Die einzelnen Gruppen marschierten bei sommerlichen Temperaturen ab 9 Uhr fein säuberlich voneinander getrennt in Richtung auf den Platz.

Fotoserie zum 1. Mai 2012 in Istanbul - “Yasasin 1 Mayis!“ Bosch Gewerkschafter

Während das offizielle Programm auf einer großen Bühne direkt neben dem Denkmal aufgebaut war, hielten sich auf dem Platz selber die offiziell bestätigten 20.000 Polizisten im Hintergrund. Dennoch - Räumpanzer und Wasserwerfer in den Seitenstraßen der unmittelbaren Umgebung machten deutlich, dass der 1. Mai, der in der Türkei erst nach dem Militärputsch von 1980 von diesem abgeschafft und erst im April 2009 als offizieller Feiertag aufgrund des politischen Drucks der Menschen wieder eingeführt wurde, dort tatsächlich noch "Kampftag" ist.

Fotoserie zum 1. Mai 2012 in Istanbul - “Yasasin 1 Mayis!“ Kombinierter Räumpanzer und Wasserwerfer

Dem entsprechend waren die Forderungen, die von den Gruppen gestellt wurden, breit gefächert. Von der Forderung nach höheren Löhnen über Arbeitssicherheit, Kündigungsschutzgesetzen, Arbeitslosenversicherungen, gegen Faschismus, für eine befreite Gesellschaft, für mehr politische Rechte usw. gab es kaum ein politisches Feld, das nicht besetzt wurde.

Die Triebfeder dieser Aktivitäten ist eindeutig in den extremen sozialen Gegensätzen in der Türkei zu suchen.
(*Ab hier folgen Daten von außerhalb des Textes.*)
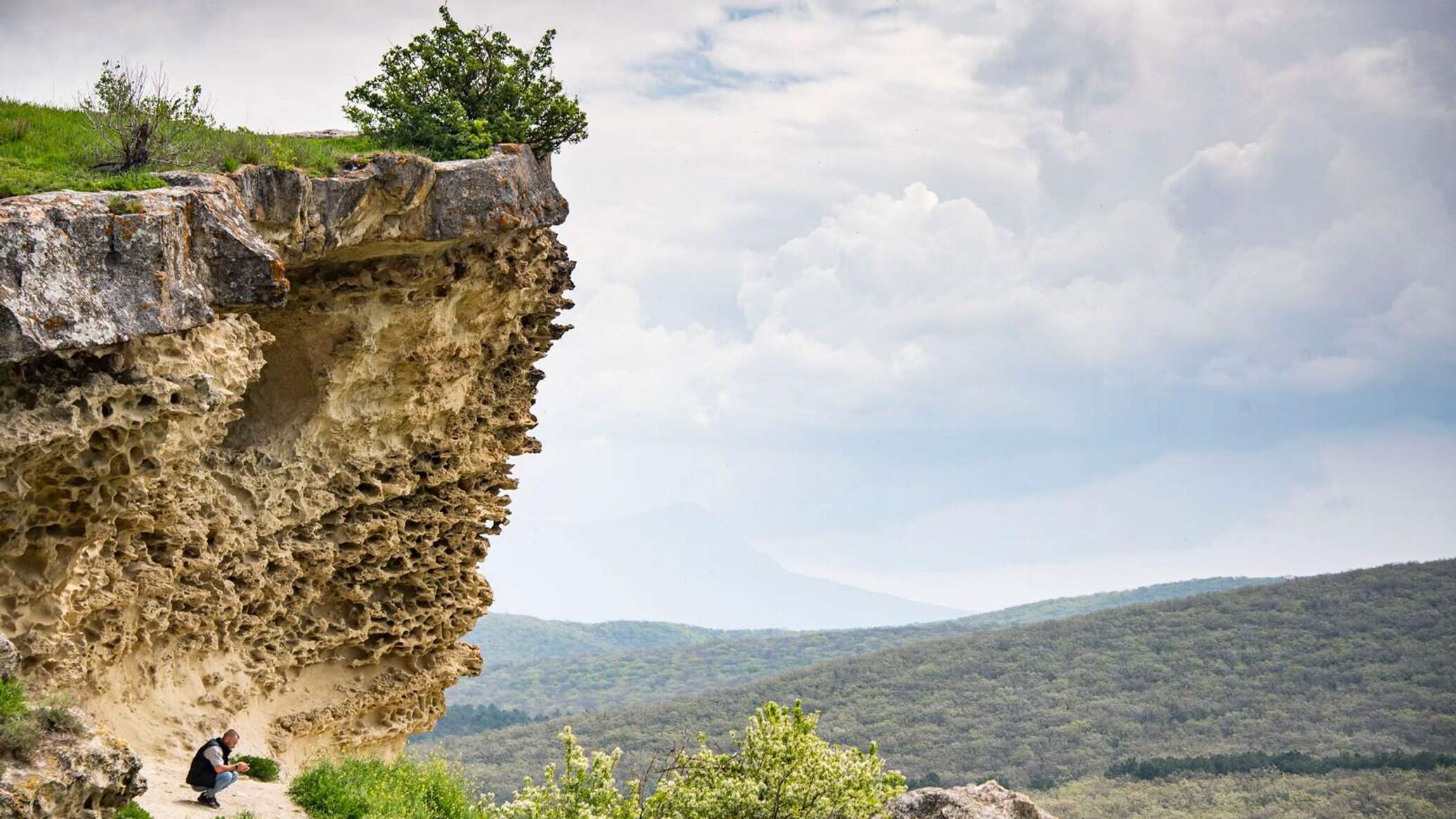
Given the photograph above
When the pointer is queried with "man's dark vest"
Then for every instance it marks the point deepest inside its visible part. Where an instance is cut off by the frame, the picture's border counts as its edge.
(203, 774)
Der ausufernde Bauboom in Istanbul bringt den enormen Reichtum einiger weniger im Gegensatz zum deutlich sichtbaren sozialen Elend großer Teile der Bevölkerung zum Ausdruck. Dass am ersten Mai so viele verschiedene Kräfte zusammen kommen ist für sich genommen vielleicht nur ein kleiner Schritt in einem notwendigen Prozess der politischen und sozialen Organisierung und Orientierung. Zugleich machte die beeindruckende Demonstration und Kundgebung auch deutlich, dass bei allen Unterschieden der Wunsch in die Richtung einer fortschrittlichen Veränderung bei vielen Menschen in der Türkei immer größer wird.

Fotoserie zum 1. Mai 2012 in Istanbul - “Yasasin 1 Mayis!“ TKP Haupttransparent ...

Fotoserie zum 1. Mai 2012 in Istanbul - “Yasasin 1 Mayis!“ Autoritär geprägte Organisationen...

Fotoserie zum 1. Mai 2012 in Istanbul - “Yasasin 1 Mayis!“ ... antiautoritäre Gruppen - hier das "Team der Menschen..."

Entsprechend versuchte Premierminister Recep Tayyip Erdogan sich zum Anwalt der ArbeiterInnen zu machen. Er erklärte: “Wir blicken seit den Anfängen unserer Regierung auf die Probleme der Arbeiter als wären es unsere eigenen Sorgen. Ich hoffe, dass Maifeiertag in einer freundlichen Atmosphäre und in Solidarität gefeiert wird.”

Zeitgleich machten in Ankara, Bursa und vielen anderen türkischen Städten die ArbeiterInnen mit ihrer Teilnahme an den Maidemonstrationen deutlich, dass sie ihre Angelegenheiten lieber selber in die Hand nehmen.